A maior peculiaridade dos resíduos em áreas rurais, são os insumos agrícolas considerados produtos tóxicos cujas embalagens são consideradas resíduos perigosos. A Política Nacional Resíduos Sólidos determina que agrotóxicos, seus resíduos e embalagens, assim como outros produtos cuja embalagem, após o uso, constitua resíduo perigoso são obrigatoriamente gerenciados por “sistemas de logística reversa, mediante retorno dos produtos após o uso pelo consumidor, de forma independente do serviço público de limpeza urbana e de manejo dos resíduos sólidos, os fabricantes, importadores, distribuidores e comerciantes”. O Brasil é maior consumidor mundial de agrotóxicos segundo o SINDAG (Sindicato Nacional da Indústria de Produtos para Defesa Agrícola).

Cerca de 95% das embalagens primárias são recolhidas do campo e enviadas ao destino ambientalmente correto no Brasil. Verifica-se certa eficácia da logística reversa que envolve os participantes do segmento de agrotóxico (fabricantes, revenda, agricultores e poder público).

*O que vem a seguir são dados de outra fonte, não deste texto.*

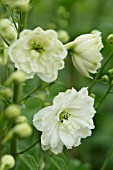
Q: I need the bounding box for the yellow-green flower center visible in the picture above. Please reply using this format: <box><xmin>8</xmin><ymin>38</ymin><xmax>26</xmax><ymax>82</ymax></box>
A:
<box><xmin>59</xmin><ymin>111</ymin><xmax>69</xmax><ymax>123</ymax></box>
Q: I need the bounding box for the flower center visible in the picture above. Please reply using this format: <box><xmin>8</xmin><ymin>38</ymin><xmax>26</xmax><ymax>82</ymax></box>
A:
<box><xmin>59</xmin><ymin>110</ymin><xmax>70</xmax><ymax>123</ymax></box>
<box><xmin>32</xmin><ymin>42</ymin><xmax>44</xmax><ymax>53</ymax></box>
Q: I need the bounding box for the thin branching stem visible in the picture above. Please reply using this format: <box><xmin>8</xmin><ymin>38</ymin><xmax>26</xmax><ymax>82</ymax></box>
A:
<box><xmin>95</xmin><ymin>84</ymin><xmax>112</xmax><ymax>111</ymax></box>
<box><xmin>100</xmin><ymin>143</ymin><xmax>113</xmax><ymax>170</ymax></box>
<box><xmin>88</xmin><ymin>51</ymin><xmax>113</xmax><ymax>92</ymax></box>
<box><xmin>16</xmin><ymin>139</ymin><xmax>40</xmax><ymax>155</ymax></box>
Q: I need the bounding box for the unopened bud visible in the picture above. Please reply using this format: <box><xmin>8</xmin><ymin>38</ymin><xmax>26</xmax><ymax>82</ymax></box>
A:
<box><xmin>90</xmin><ymin>93</ymin><xmax>96</xmax><ymax>99</ymax></box>
<box><xmin>107</xmin><ymin>34</ymin><xmax>113</xmax><ymax>44</ymax></box>
<box><xmin>0</xmin><ymin>154</ymin><xmax>15</xmax><ymax>170</ymax></box>
<box><xmin>5</xmin><ymin>104</ymin><xmax>21</xmax><ymax>120</ymax></box>
<box><xmin>5</xmin><ymin>70</ymin><xmax>26</xmax><ymax>85</ymax></box>
<box><xmin>0</xmin><ymin>88</ymin><xmax>13</xmax><ymax>98</ymax></box>
<box><xmin>108</xmin><ymin>68</ymin><xmax>113</xmax><ymax>75</ymax></box>
<box><xmin>101</xmin><ymin>75</ymin><xmax>109</xmax><ymax>82</ymax></box>
<box><xmin>111</xmin><ymin>80</ymin><xmax>113</xmax><ymax>85</ymax></box>
<box><xmin>15</xmin><ymin>116</ymin><xmax>27</xmax><ymax>123</ymax></box>
<box><xmin>13</xmin><ymin>123</ymin><xmax>32</xmax><ymax>138</ymax></box>
<box><xmin>57</xmin><ymin>30</ymin><xmax>69</xmax><ymax>43</ymax></box>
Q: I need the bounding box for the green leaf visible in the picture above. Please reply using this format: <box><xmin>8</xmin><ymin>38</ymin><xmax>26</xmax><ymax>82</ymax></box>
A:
<box><xmin>20</xmin><ymin>154</ymin><xmax>38</xmax><ymax>170</ymax></box>
<box><xmin>50</xmin><ymin>154</ymin><xmax>68</xmax><ymax>170</ymax></box>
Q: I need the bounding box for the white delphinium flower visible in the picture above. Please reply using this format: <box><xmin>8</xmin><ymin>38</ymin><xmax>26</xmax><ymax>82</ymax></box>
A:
<box><xmin>33</xmin><ymin>88</ymin><xmax>95</xmax><ymax>154</ymax></box>
<box><xmin>65</xmin><ymin>31</ymin><xmax>103</xmax><ymax>78</ymax></box>
<box><xmin>9</xmin><ymin>27</ymin><xmax>67</xmax><ymax>82</ymax></box>
<box><xmin>0</xmin><ymin>18</ymin><xmax>17</xmax><ymax>43</ymax></box>
<box><xmin>1</xmin><ymin>0</ymin><xmax>30</xmax><ymax>11</ymax></box>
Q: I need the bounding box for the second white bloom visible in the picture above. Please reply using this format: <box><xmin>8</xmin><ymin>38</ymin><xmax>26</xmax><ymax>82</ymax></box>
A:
<box><xmin>33</xmin><ymin>88</ymin><xmax>95</xmax><ymax>154</ymax></box>
<box><xmin>65</xmin><ymin>31</ymin><xmax>103</xmax><ymax>78</ymax></box>
<box><xmin>9</xmin><ymin>27</ymin><xmax>67</xmax><ymax>82</ymax></box>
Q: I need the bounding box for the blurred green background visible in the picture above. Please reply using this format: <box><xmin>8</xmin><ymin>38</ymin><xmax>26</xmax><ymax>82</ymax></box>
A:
<box><xmin>0</xmin><ymin>0</ymin><xmax>113</xmax><ymax>170</ymax></box>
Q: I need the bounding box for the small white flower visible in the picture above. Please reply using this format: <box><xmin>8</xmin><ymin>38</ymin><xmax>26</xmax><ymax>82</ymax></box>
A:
<box><xmin>1</xmin><ymin>0</ymin><xmax>30</xmax><ymax>11</ymax></box>
<box><xmin>33</xmin><ymin>88</ymin><xmax>95</xmax><ymax>154</ymax></box>
<box><xmin>65</xmin><ymin>31</ymin><xmax>103</xmax><ymax>78</ymax></box>
<box><xmin>9</xmin><ymin>27</ymin><xmax>67</xmax><ymax>82</ymax></box>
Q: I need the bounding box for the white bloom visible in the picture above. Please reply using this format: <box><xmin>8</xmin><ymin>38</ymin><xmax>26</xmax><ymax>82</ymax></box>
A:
<box><xmin>65</xmin><ymin>31</ymin><xmax>103</xmax><ymax>78</ymax></box>
<box><xmin>33</xmin><ymin>88</ymin><xmax>95</xmax><ymax>154</ymax></box>
<box><xmin>0</xmin><ymin>18</ymin><xmax>17</xmax><ymax>43</ymax></box>
<box><xmin>2</xmin><ymin>0</ymin><xmax>30</xmax><ymax>11</ymax></box>
<box><xmin>9</xmin><ymin>27</ymin><xmax>67</xmax><ymax>82</ymax></box>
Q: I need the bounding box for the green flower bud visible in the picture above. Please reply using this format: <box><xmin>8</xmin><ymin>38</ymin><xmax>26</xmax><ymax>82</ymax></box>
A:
<box><xmin>107</xmin><ymin>34</ymin><xmax>113</xmax><ymax>44</ymax></box>
<box><xmin>0</xmin><ymin>18</ymin><xmax>17</xmax><ymax>43</ymax></box>
<box><xmin>91</xmin><ymin>30</ymin><xmax>100</xmax><ymax>34</ymax></box>
<box><xmin>13</xmin><ymin>122</ymin><xmax>32</xmax><ymax>138</ymax></box>
<box><xmin>5</xmin><ymin>104</ymin><xmax>21</xmax><ymax>120</ymax></box>
<box><xmin>90</xmin><ymin>93</ymin><xmax>96</xmax><ymax>99</ymax></box>
<box><xmin>0</xmin><ymin>154</ymin><xmax>15</xmax><ymax>170</ymax></box>
<box><xmin>2</xmin><ymin>0</ymin><xmax>30</xmax><ymax>12</ymax></box>
<box><xmin>0</xmin><ymin>88</ymin><xmax>13</xmax><ymax>98</ymax></box>
<box><xmin>108</xmin><ymin>68</ymin><xmax>113</xmax><ymax>74</ymax></box>
<box><xmin>101</xmin><ymin>75</ymin><xmax>109</xmax><ymax>82</ymax></box>
<box><xmin>5</xmin><ymin>70</ymin><xmax>26</xmax><ymax>85</ymax></box>
<box><xmin>57</xmin><ymin>30</ymin><xmax>69</xmax><ymax>43</ymax></box>
<box><xmin>15</xmin><ymin>116</ymin><xmax>27</xmax><ymax>123</ymax></box>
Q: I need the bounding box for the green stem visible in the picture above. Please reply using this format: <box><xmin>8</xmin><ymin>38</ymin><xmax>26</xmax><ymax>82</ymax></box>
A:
<box><xmin>17</xmin><ymin>139</ymin><xmax>40</xmax><ymax>155</ymax></box>
<box><xmin>100</xmin><ymin>146</ymin><xmax>113</xmax><ymax>170</ymax></box>
<box><xmin>10</xmin><ymin>84</ymin><xmax>19</xmax><ymax>170</ymax></box>
<box><xmin>88</xmin><ymin>51</ymin><xmax>113</xmax><ymax>92</ymax></box>
<box><xmin>18</xmin><ymin>12</ymin><xmax>27</xmax><ymax>38</ymax></box>
<box><xmin>95</xmin><ymin>84</ymin><xmax>112</xmax><ymax>111</ymax></box>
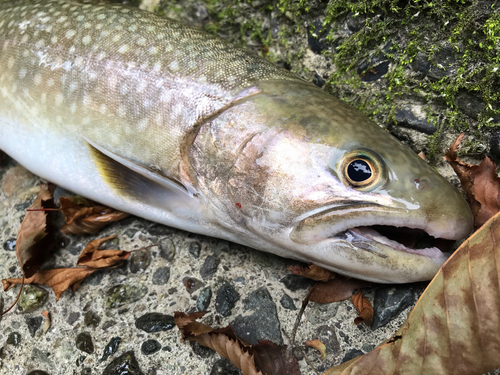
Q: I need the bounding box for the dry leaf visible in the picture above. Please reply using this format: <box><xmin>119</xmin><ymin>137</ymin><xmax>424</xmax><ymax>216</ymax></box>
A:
<box><xmin>287</xmin><ymin>264</ymin><xmax>337</xmax><ymax>281</ymax></box>
<box><xmin>77</xmin><ymin>236</ymin><xmax>130</xmax><ymax>268</ymax></box>
<box><xmin>174</xmin><ymin>312</ymin><xmax>300</xmax><ymax>375</ymax></box>
<box><xmin>309</xmin><ymin>275</ymin><xmax>372</xmax><ymax>303</ymax></box>
<box><xmin>324</xmin><ymin>210</ymin><xmax>500</xmax><ymax>375</ymax></box>
<box><xmin>2</xmin><ymin>267</ymin><xmax>97</xmax><ymax>301</ymax></box>
<box><xmin>351</xmin><ymin>290</ymin><xmax>373</xmax><ymax>326</ymax></box>
<box><xmin>306</xmin><ymin>340</ymin><xmax>326</xmax><ymax>359</ymax></box>
<box><xmin>59</xmin><ymin>196</ymin><xmax>129</xmax><ymax>235</ymax></box>
<box><xmin>16</xmin><ymin>184</ymin><xmax>55</xmax><ymax>278</ymax></box>
<box><xmin>444</xmin><ymin>134</ymin><xmax>500</xmax><ymax>228</ymax></box>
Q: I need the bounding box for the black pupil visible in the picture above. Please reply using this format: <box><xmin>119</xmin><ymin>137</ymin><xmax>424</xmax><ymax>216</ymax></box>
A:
<box><xmin>347</xmin><ymin>159</ymin><xmax>372</xmax><ymax>182</ymax></box>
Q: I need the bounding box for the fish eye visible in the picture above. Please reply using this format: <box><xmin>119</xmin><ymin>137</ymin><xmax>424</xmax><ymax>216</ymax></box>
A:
<box><xmin>341</xmin><ymin>151</ymin><xmax>384</xmax><ymax>190</ymax></box>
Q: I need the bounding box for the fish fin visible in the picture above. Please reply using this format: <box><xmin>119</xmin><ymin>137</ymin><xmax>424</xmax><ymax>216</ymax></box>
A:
<box><xmin>85</xmin><ymin>138</ymin><xmax>197</xmax><ymax>206</ymax></box>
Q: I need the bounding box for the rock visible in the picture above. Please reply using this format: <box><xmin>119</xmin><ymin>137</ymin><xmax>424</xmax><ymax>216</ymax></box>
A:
<box><xmin>129</xmin><ymin>249</ymin><xmax>151</xmax><ymax>273</ymax></box>
<box><xmin>99</xmin><ymin>336</ymin><xmax>122</xmax><ymax>362</ymax></box>
<box><xmin>141</xmin><ymin>339</ymin><xmax>161</xmax><ymax>355</ymax></box>
<box><xmin>200</xmin><ymin>255</ymin><xmax>220</xmax><ymax>280</ymax></box>
<box><xmin>135</xmin><ymin>313</ymin><xmax>175</xmax><ymax>333</ymax></box>
<box><xmin>210</xmin><ymin>358</ymin><xmax>243</xmax><ymax>375</ymax></box>
<box><xmin>83</xmin><ymin>310</ymin><xmax>101</xmax><ymax>328</ymax></box>
<box><xmin>76</xmin><ymin>332</ymin><xmax>94</xmax><ymax>354</ymax></box>
<box><xmin>396</xmin><ymin>107</ymin><xmax>437</xmax><ymax>134</ymax></box>
<box><xmin>196</xmin><ymin>288</ymin><xmax>212</xmax><ymax>311</ymax></box>
<box><xmin>152</xmin><ymin>267</ymin><xmax>170</xmax><ymax>285</ymax></box>
<box><xmin>280</xmin><ymin>293</ymin><xmax>297</xmax><ymax>310</ymax></box>
<box><xmin>280</xmin><ymin>274</ymin><xmax>316</xmax><ymax>292</ymax></box>
<box><xmin>7</xmin><ymin>332</ymin><xmax>21</xmax><ymax>346</ymax></box>
<box><xmin>106</xmin><ymin>284</ymin><xmax>148</xmax><ymax>309</ymax></box>
<box><xmin>102</xmin><ymin>351</ymin><xmax>144</xmax><ymax>375</ymax></box>
<box><xmin>215</xmin><ymin>283</ymin><xmax>240</xmax><ymax>316</ymax></box>
<box><xmin>24</xmin><ymin>316</ymin><xmax>43</xmax><ymax>337</ymax></box>
<box><xmin>17</xmin><ymin>284</ymin><xmax>49</xmax><ymax>313</ymax></box>
<box><xmin>231</xmin><ymin>287</ymin><xmax>283</xmax><ymax>345</ymax></box>
<box><xmin>371</xmin><ymin>285</ymin><xmax>415</xmax><ymax>329</ymax></box>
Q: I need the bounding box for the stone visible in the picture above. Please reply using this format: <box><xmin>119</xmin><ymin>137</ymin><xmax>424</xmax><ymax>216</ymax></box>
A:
<box><xmin>102</xmin><ymin>351</ymin><xmax>144</xmax><ymax>375</ymax></box>
<box><xmin>371</xmin><ymin>285</ymin><xmax>415</xmax><ymax>329</ymax></box>
<box><xmin>196</xmin><ymin>288</ymin><xmax>212</xmax><ymax>311</ymax></box>
<box><xmin>17</xmin><ymin>284</ymin><xmax>49</xmax><ymax>313</ymax></box>
<box><xmin>231</xmin><ymin>287</ymin><xmax>283</xmax><ymax>345</ymax></box>
<box><xmin>200</xmin><ymin>255</ymin><xmax>220</xmax><ymax>280</ymax></box>
<box><xmin>151</xmin><ymin>267</ymin><xmax>170</xmax><ymax>285</ymax></box>
<box><xmin>129</xmin><ymin>249</ymin><xmax>151</xmax><ymax>273</ymax></box>
<box><xmin>280</xmin><ymin>293</ymin><xmax>297</xmax><ymax>311</ymax></box>
<box><xmin>210</xmin><ymin>358</ymin><xmax>243</xmax><ymax>375</ymax></box>
<box><xmin>99</xmin><ymin>336</ymin><xmax>122</xmax><ymax>362</ymax></box>
<box><xmin>24</xmin><ymin>316</ymin><xmax>43</xmax><ymax>337</ymax></box>
<box><xmin>215</xmin><ymin>283</ymin><xmax>240</xmax><ymax>316</ymax></box>
<box><xmin>76</xmin><ymin>332</ymin><xmax>94</xmax><ymax>354</ymax></box>
<box><xmin>135</xmin><ymin>313</ymin><xmax>175</xmax><ymax>333</ymax></box>
<box><xmin>141</xmin><ymin>339</ymin><xmax>161</xmax><ymax>355</ymax></box>
<box><xmin>106</xmin><ymin>284</ymin><xmax>148</xmax><ymax>309</ymax></box>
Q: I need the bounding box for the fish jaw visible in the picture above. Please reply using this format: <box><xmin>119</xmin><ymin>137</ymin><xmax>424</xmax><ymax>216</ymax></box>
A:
<box><xmin>190</xmin><ymin>82</ymin><xmax>472</xmax><ymax>283</ymax></box>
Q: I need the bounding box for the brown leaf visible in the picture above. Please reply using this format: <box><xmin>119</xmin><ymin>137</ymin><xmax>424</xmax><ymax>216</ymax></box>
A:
<box><xmin>2</xmin><ymin>267</ymin><xmax>97</xmax><ymax>301</ymax></box>
<box><xmin>287</xmin><ymin>264</ymin><xmax>337</xmax><ymax>281</ymax></box>
<box><xmin>309</xmin><ymin>275</ymin><xmax>372</xmax><ymax>303</ymax></box>
<box><xmin>174</xmin><ymin>312</ymin><xmax>300</xmax><ymax>375</ymax></box>
<box><xmin>323</xmin><ymin>213</ymin><xmax>500</xmax><ymax>375</ymax></box>
<box><xmin>351</xmin><ymin>290</ymin><xmax>373</xmax><ymax>326</ymax></box>
<box><xmin>16</xmin><ymin>184</ymin><xmax>55</xmax><ymax>278</ymax></box>
<box><xmin>77</xmin><ymin>236</ymin><xmax>130</xmax><ymax>268</ymax></box>
<box><xmin>306</xmin><ymin>340</ymin><xmax>326</xmax><ymax>359</ymax></box>
<box><xmin>444</xmin><ymin>133</ymin><xmax>500</xmax><ymax>228</ymax></box>
<box><xmin>59</xmin><ymin>196</ymin><xmax>129</xmax><ymax>235</ymax></box>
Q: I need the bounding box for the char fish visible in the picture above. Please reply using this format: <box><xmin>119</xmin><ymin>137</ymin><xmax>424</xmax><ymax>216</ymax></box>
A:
<box><xmin>0</xmin><ymin>0</ymin><xmax>472</xmax><ymax>283</ymax></box>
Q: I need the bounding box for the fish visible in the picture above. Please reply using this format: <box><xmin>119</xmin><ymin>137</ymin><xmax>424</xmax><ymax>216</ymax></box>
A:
<box><xmin>0</xmin><ymin>0</ymin><xmax>472</xmax><ymax>283</ymax></box>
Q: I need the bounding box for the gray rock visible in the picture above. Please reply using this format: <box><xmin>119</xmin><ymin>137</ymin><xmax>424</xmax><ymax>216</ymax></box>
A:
<box><xmin>231</xmin><ymin>287</ymin><xmax>283</xmax><ymax>345</ymax></box>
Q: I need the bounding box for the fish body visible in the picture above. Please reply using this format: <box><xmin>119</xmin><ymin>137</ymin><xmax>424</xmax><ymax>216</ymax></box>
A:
<box><xmin>0</xmin><ymin>0</ymin><xmax>472</xmax><ymax>282</ymax></box>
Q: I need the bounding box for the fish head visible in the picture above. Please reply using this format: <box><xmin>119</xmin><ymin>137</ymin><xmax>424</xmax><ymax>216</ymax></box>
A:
<box><xmin>193</xmin><ymin>82</ymin><xmax>472</xmax><ymax>283</ymax></box>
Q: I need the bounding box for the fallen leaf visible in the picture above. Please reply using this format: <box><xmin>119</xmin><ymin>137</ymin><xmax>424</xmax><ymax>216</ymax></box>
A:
<box><xmin>288</xmin><ymin>264</ymin><xmax>337</xmax><ymax>282</ymax></box>
<box><xmin>351</xmin><ymin>290</ymin><xmax>373</xmax><ymax>326</ymax></box>
<box><xmin>174</xmin><ymin>312</ymin><xmax>300</xmax><ymax>375</ymax></box>
<box><xmin>2</xmin><ymin>267</ymin><xmax>97</xmax><ymax>301</ymax></box>
<box><xmin>306</xmin><ymin>340</ymin><xmax>326</xmax><ymax>359</ymax></box>
<box><xmin>309</xmin><ymin>275</ymin><xmax>372</xmax><ymax>303</ymax></box>
<box><xmin>59</xmin><ymin>196</ymin><xmax>129</xmax><ymax>235</ymax></box>
<box><xmin>444</xmin><ymin>133</ymin><xmax>500</xmax><ymax>228</ymax></box>
<box><xmin>77</xmin><ymin>236</ymin><xmax>130</xmax><ymax>268</ymax></box>
<box><xmin>324</xmin><ymin>213</ymin><xmax>500</xmax><ymax>375</ymax></box>
<box><xmin>16</xmin><ymin>184</ymin><xmax>55</xmax><ymax>278</ymax></box>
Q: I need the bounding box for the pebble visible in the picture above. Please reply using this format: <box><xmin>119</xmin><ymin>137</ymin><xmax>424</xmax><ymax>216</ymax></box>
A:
<box><xmin>135</xmin><ymin>313</ymin><xmax>175</xmax><ymax>333</ymax></box>
<box><xmin>99</xmin><ymin>336</ymin><xmax>122</xmax><ymax>362</ymax></box>
<box><xmin>215</xmin><ymin>283</ymin><xmax>240</xmax><ymax>316</ymax></box>
<box><xmin>129</xmin><ymin>249</ymin><xmax>151</xmax><ymax>273</ymax></box>
<box><xmin>76</xmin><ymin>332</ymin><xmax>94</xmax><ymax>354</ymax></box>
<box><xmin>24</xmin><ymin>316</ymin><xmax>43</xmax><ymax>337</ymax></box>
<box><xmin>141</xmin><ymin>339</ymin><xmax>161</xmax><ymax>355</ymax></box>
<box><xmin>106</xmin><ymin>284</ymin><xmax>148</xmax><ymax>309</ymax></box>
<box><xmin>210</xmin><ymin>358</ymin><xmax>243</xmax><ymax>375</ymax></box>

No entanto, não é encontrada a mesma eficácia de destinação adequada de outros resíduos sólidos agrosilvopastoris inorgânicos como fertilizantes e de medicamentos veterinários.

O sucesso da logística reversa de embalagens de agrotóxicos está aí pra mostrar que uma transformação nesse cenário é possível. E que os riscos de contaminação por descarte inadequado nas propriedades onde são cultivados os alimentos que comemos podem ser eliminados. A solução é complexa mas possível. A educação ambiental para o descarte adequado de todos os resíduos gerados nas propriedades rurais pode significar economia para os municípios e para os agricultores. A utilização da materia orgânica para produção de adubo, a coleta seletiva de materiais reciclaveis para o desenvolvimento de cooperativas e industrias bem como a logistica reversa de resíduos perigosos são ações que fechariam o ciclo da economia circular rural.